To esteem the iconic role of priests is to celebrate not a cardboard cut-out Jesus figure but a fascinating plurality of expressions of the risen Christ in our midst, in fact as many as the number of those ordained. To affirm priestly holiness, ministerial zeal or eucharistic reverence implies the readiness to embrace these qualities as reflected in the unique human being who stands in persona Christi, that is, in the sensitivity of an artist, the professionalism of a corporate executive, the learnedness of an academic or the practical intelligence of a bricklayer. Just as ‘prayerfulness’ doesn’t exist apart from the person who prays, neither can we speak of the priest’s christic representation apart from the one who is ordained.

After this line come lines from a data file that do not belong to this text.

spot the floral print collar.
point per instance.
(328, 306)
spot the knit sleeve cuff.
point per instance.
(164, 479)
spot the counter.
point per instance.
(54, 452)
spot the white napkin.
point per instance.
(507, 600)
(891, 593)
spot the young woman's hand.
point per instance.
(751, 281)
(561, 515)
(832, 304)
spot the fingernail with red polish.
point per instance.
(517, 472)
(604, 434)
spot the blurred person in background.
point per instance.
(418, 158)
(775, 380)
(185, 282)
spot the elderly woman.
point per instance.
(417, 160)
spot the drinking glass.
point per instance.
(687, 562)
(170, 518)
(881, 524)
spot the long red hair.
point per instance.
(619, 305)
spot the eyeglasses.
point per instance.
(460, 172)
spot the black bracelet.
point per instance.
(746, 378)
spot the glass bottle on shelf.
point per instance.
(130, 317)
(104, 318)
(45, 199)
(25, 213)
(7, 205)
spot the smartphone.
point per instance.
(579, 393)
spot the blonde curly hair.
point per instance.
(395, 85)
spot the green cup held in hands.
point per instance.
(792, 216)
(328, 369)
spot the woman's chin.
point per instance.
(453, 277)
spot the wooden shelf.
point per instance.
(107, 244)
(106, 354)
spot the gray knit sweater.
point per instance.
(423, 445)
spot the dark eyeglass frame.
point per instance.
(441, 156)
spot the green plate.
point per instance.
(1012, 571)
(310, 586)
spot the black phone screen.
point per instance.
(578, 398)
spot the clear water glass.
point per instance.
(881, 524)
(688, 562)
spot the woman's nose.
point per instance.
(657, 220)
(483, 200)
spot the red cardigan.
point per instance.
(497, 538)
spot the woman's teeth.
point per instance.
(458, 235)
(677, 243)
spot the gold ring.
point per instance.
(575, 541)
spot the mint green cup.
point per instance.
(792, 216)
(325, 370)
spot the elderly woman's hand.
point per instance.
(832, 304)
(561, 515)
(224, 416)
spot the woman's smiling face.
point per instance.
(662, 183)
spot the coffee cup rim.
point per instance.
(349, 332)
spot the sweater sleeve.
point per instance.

This is why we should avoid being doctrinaire about matters such as whether or not a priest should wear the clerical collar or an open necked shirt, be addressed in social circles as ‘Father’ or by his first name, adopt certain devotional practices, and so on. We may regulate priestly attire for liturgical action, but we must be wary of dictating how a man should dress when he walks down the street to buy a carton of milk.
Whatever rules govern priestly life (and whether they emanate from the Vatican or zealous parishioners!), they should never invade to the point that they stifle the individual’s experience of what it means to be himself in his relationship with God and the community in which he lives and ministers.
We do not demand such uniformity from married couples. We recognise that the sacrament of marriage is articulated through diverse personalities, modes of dress, lifestyles and spiritualities. Husband and wife are a holy sacrament only because they are free to be human: so too a man who has received holy orders.
In this Year for Priests, then, let us celebrate priesthood, to be sure, but in a way that refers to real people. We might ask: Do we even notice priests as persons? Or could it be ‘any’ priest up there saying Mass? Can we appreciate those men who have personalities and gifts which are uncomfortably different to our own?
Can we affirm not just ‘priests’ but this man who is a priest, including the qualities and experiences that specifically make him this man and not another. Can we listen to his distinctive voice and hear his personal stories of happiness and hurt? Let’s hope so, because it is only through such graced depths that he can ‘be’ Christ for us.
Teresa Pirola is a Sydney-based writer of pastoral resources.